Embedding This MicroSim

You can include this MicroSim on your website using the following iframe:

<iframe src="https://dmccreary.github.io/geometry-course/sims/cesaro-curve/main.html" height="662px" width="100%" scrolling="no"></iframe>

Lesson Plan

Learning Objectives

Students will be able to:

Understand how perpendicular displacement creates fractal patterns
Observe the relationship between recursion depth and pattern complexity
Compare different fractal construction methods (Koch, Levy, Cesaro)
Explore how initial shape affects final fractal appearance

Activity Suggestions

Predict and Observe: Before increasing recursion, have students predict how the pattern will change.
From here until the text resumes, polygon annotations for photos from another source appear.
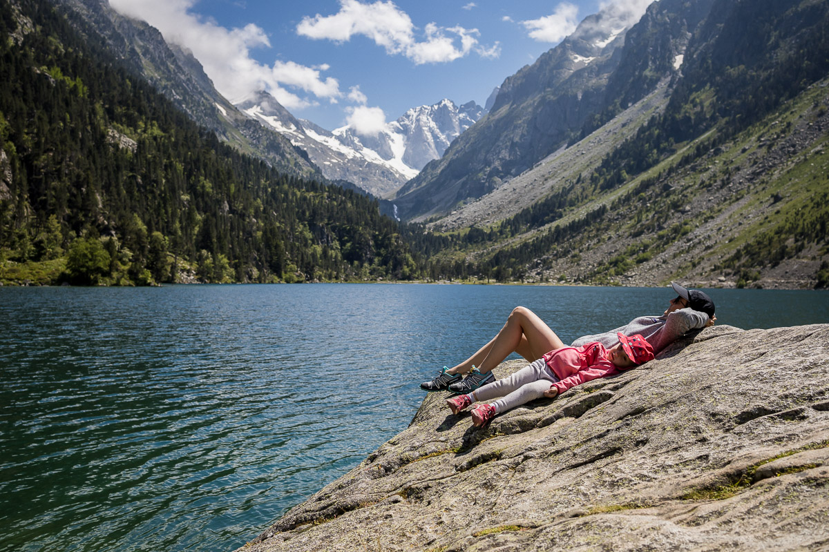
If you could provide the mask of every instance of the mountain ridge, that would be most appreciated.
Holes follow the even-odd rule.
[[[411,108],[376,134],[346,126],[332,131],[298,119],[265,92],[237,106],[308,151],[332,180],[348,180],[380,198],[392,195],[483,114],[474,102],[449,99]]]

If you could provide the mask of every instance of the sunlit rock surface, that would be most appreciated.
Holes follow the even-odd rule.
[[[448,396],[240,550],[829,550],[829,324],[706,329],[481,430]]]

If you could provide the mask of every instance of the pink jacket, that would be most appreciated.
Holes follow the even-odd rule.
[[[561,380],[551,386],[558,390],[560,395],[579,383],[623,372],[608,360],[607,350],[598,341],[581,347],[562,347],[542,358],[547,367]]]

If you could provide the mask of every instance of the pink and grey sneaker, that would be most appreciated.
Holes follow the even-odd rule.
[[[478,405],[472,410],[472,425],[475,427],[483,427],[495,417],[495,406],[492,405]]]
[[[457,415],[460,414],[461,410],[472,404],[472,399],[466,395],[458,395],[451,399],[447,399],[446,404],[452,409],[452,413]]]

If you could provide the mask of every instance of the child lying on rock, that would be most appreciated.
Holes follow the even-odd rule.
[[[642,335],[628,338],[619,333],[618,338],[619,343],[609,349],[594,341],[550,351],[509,377],[447,399],[446,404],[458,414],[473,402],[502,397],[473,409],[473,424],[481,427],[497,414],[542,396],[553,398],[579,383],[613,376],[653,358],[653,348]]]

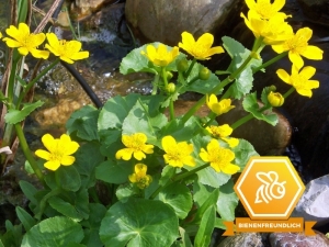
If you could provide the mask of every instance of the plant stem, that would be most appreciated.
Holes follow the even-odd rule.
[[[43,69],[32,81],[30,81],[24,91],[20,94],[18,103],[16,103],[16,109],[20,108],[20,104],[22,103],[22,100],[25,98],[26,93],[30,91],[30,89],[43,76],[45,76],[52,68],[54,68],[59,61],[59,58],[56,58],[48,67]]]
[[[286,55],[288,54],[288,52],[284,52],[284,53],[281,53],[279,54],[277,56],[273,57],[272,59],[268,60],[266,63],[262,64],[261,66],[252,69],[252,72],[256,74],[257,71],[274,64],[275,61],[280,60],[281,58],[285,57]]]
[[[188,71],[184,74],[184,77],[185,77],[185,78],[188,78],[188,77],[190,76],[190,74],[191,74],[191,71],[192,71],[192,69],[193,69],[195,63],[196,63],[196,59],[193,58],[193,60],[192,60],[192,63],[191,63],[191,65],[190,65]]]
[[[166,68],[162,68],[162,78],[163,78],[163,85],[164,85],[164,89],[168,86],[168,81],[167,81],[167,74],[166,74]],[[174,109],[173,109],[173,101],[172,98],[170,98],[169,100],[169,113],[170,113],[170,120],[174,119]]]
[[[23,128],[22,125],[20,123],[16,123],[15,125],[15,131],[16,131],[16,135],[20,139],[20,144],[21,144],[21,148],[27,159],[27,161],[30,162],[32,169],[34,170],[36,177],[38,178],[38,180],[44,183],[44,175],[42,173],[41,169],[38,168],[38,166],[36,165],[35,159],[33,158],[31,150],[29,148],[29,145],[26,143],[24,133],[23,133]]]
Which areas will become most complex?
Symmetry Analysis: At each recursion level, identify the lines of symmetry. How does the four-quadrant structure maintain symmetry?
Compare Fractals: Use the Cesaro curve alongside the Koch snowflake and Levy C curve. How does starting with a divided square vs. a triangle affect the final pattern?
Segment Counting: At level 1, there are 12 segments. At level 2, there are 24. Can students find the pattern? (Each level doubles the segment count)

Discussion Questions

Why does the pattern look like "torn paper"?
How does starting with a cross inside a square differ from starting with just a square outline?
What happens to the corners of the original square as recursion increases?
Where might you see similar grid-like patterns with organic distortions in nature or art?

Historical Context

Ernesto Cesaro (1859-1906) was an Italian mathematician who contributed to many areas including differential geometry, number theory, and the study of infinite series. The Cesaro curve demonstrates principles he explored regarding geometric constructions and self-similarity.